Midi. La journée est à sa hauteur. Le soleil brille de tous ses feux quand les nuages ne le cachent pas. C’est l’heure intense. La marée humaine se déplace. Elle cherche d’autres rives où se laisser choir, le temps de manger et de prendre quelque repos. L’estomac crie qu’il a faim. Et son cri peut même enterrer toute sirène qui signale l’arrêt de travail de midi.
Tout bouge dans la rue. Les piétons se croisent et s’entrecroisent. On dirait une danse aux multiples rythmes. Une musique plutôt maladroite ponctue ces pas de danse: les klaxons des automobiles, le rire de certains passants, le cri des amuseurs publics, la boîte qu’on échappe, la porte qu’on laisse claquer… Cet homme court au bistrot le plus près avant d’aller fouiner dans une librairie. Cette femme prend son temps: elle a une bonne heure à elle pour flâner et picorer dans son plat de salade. Cette autre guette au coin de la rue un ami à qui elle a donné rendez-vous. Deux autres rêvent ensemble de voyages et de vacances. Un autre fait du lèche-vitrine. La liste des activités du midi est longue, variée, interminable. J’hésite même à parler de «pause» pour qualifier ce moment de la journée, tellement ça grouille.

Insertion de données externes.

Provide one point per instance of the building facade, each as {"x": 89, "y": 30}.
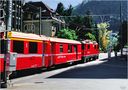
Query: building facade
{"x": 40, "y": 19}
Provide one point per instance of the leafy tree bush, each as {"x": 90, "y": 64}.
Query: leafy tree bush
{"x": 104, "y": 36}
{"x": 90, "y": 36}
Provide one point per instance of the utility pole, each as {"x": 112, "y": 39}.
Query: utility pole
{"x": 121, "y": 28}
{"x": 8, "y": 28}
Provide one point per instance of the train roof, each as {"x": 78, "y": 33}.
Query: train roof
{"x": 64, "y": 40}
{"x": 13, "y": 34}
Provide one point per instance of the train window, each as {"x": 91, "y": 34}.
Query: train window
{"x": 75, "y": 48}
{"x": 18, "y": 46}
{"x": 88, "y": 46}
{"x": 2, "y": 46}
{"x": 69, "y": 48}
{"x": 61, "y": 48}
{"x": 32, "y": 47}
{"x": 83, "y": 47}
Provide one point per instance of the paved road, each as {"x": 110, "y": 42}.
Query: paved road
{"x": 101, "y": 74}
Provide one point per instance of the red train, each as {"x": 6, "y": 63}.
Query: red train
{"x": 29, "y": 51}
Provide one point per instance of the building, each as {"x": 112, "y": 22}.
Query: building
{"x": 40, "y": 19}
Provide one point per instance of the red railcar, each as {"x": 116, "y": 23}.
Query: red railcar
{"x": 90, "y": 50}
{"x": 37, "y": 51}
{"x": 64, "y": 50}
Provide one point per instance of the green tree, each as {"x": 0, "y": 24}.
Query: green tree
{"x": 67, "y": 33}
{"x": 114, "y": 41}
{"x": 60, "y": 9}
{"x": 90, "y": 36}
{"x": 104, "y": 36}
{"x": 68, "y": 12}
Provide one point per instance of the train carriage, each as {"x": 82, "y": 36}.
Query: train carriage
{"x": 36, "y": 51}
{"x": 90, "y": 50}
{"x": 28, "y": 47}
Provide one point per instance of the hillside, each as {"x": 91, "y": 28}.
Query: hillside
{"x": 103, "y": 7}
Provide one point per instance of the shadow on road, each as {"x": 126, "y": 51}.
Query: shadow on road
{"x": 115, "y": 68}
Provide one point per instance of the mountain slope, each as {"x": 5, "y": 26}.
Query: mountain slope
{"x": 104, "y": 7}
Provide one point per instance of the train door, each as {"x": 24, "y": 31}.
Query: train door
{"x": 52, "y": 54}
{"x": 43, "y": 53}
{"x": 76, "y": 51}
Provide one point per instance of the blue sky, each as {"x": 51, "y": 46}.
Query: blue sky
{"x": 53, "y": 3}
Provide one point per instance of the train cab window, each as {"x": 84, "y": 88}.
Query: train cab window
{"x": 88, "y": 46}
{"x": 32, "y": 47}
{"x": 2, "y": 46}
{"x": 61, "y": 48}
{"x": 18, "y": 46}
{"x": 69, "y": 48}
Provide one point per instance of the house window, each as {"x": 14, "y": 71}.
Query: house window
{"x": 32, "y": 47}
{"x": 61, "y": 48}
{"x": 69, "y": 48}
{"x": 18, "y": 46}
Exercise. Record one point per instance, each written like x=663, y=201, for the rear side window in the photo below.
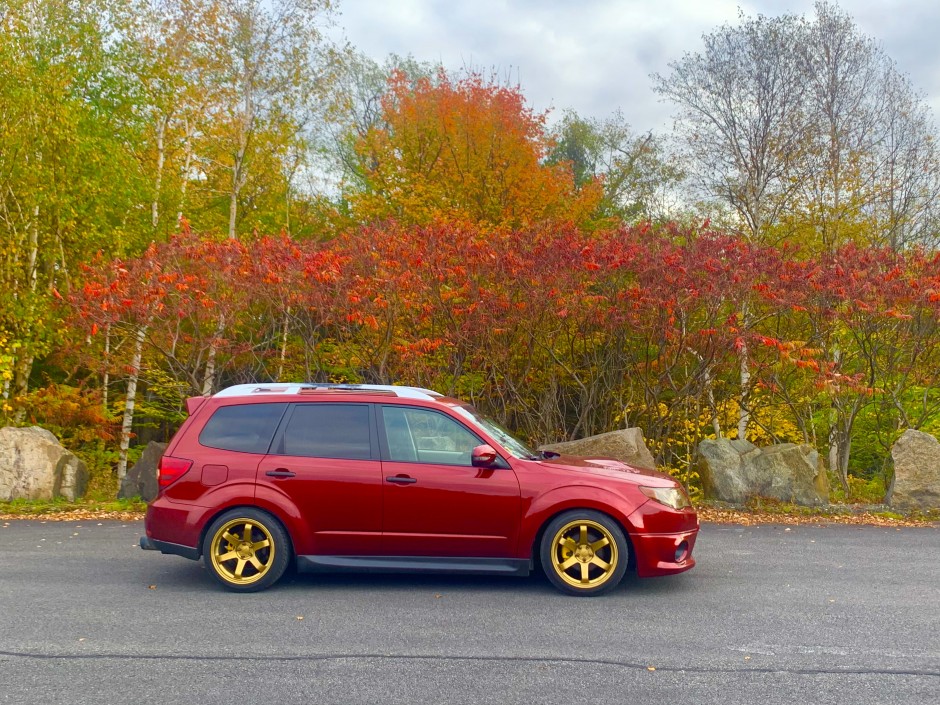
x=246, y=428
x=328, y=431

Temps souvent agréable, parce qu’il est fait de ce qu’on veut bien y mettre. Un temps libre sans pour autant être la liberté totale. Un temps neuf sans pour autant être totalement nouveau. Un temps à soi sans pour autant nous être exclusif. Un temps perdu qui représente un gain. Midi est paradoxal. Il ressemble à l’ensemble de la vie. Celle-ci n’est-elle pas remplie de contradictions qui se côtoient et s’entendent relativement bien?
La vie n’est jamais ou toute blanche ou toute noire. Elle compose ses couleurs et ses nuances dans des contrastes variés. Elle se découvre en nous étonnant des rapprochements qu’elle invente. La vérité ne naît-elle pas du choc des idées? La vie prend son sens en faisant se bousculer entre eux les faits et les gestes, les paroles et les pensées. Quand nous souhaitons un déroulement de nos journées qui soit logique et bien raisonnable, écoutons midi nous entraîner sur des sentiers plus réalistes. Quand nous aimerions tout contrôler de notre temps, de nos occupations, de nos engagements, écoutons midi nous vanter le bonheur que procurent les surprises, les rencontres inattendues, les événements inespérés.
Dans toute sa fantaisie, midi se présente comme la sagesse du temps, le philosophe qui fait voir le temps sous un angle souvent différent de celui que nous pensions adopter. Midi, un maître de vie.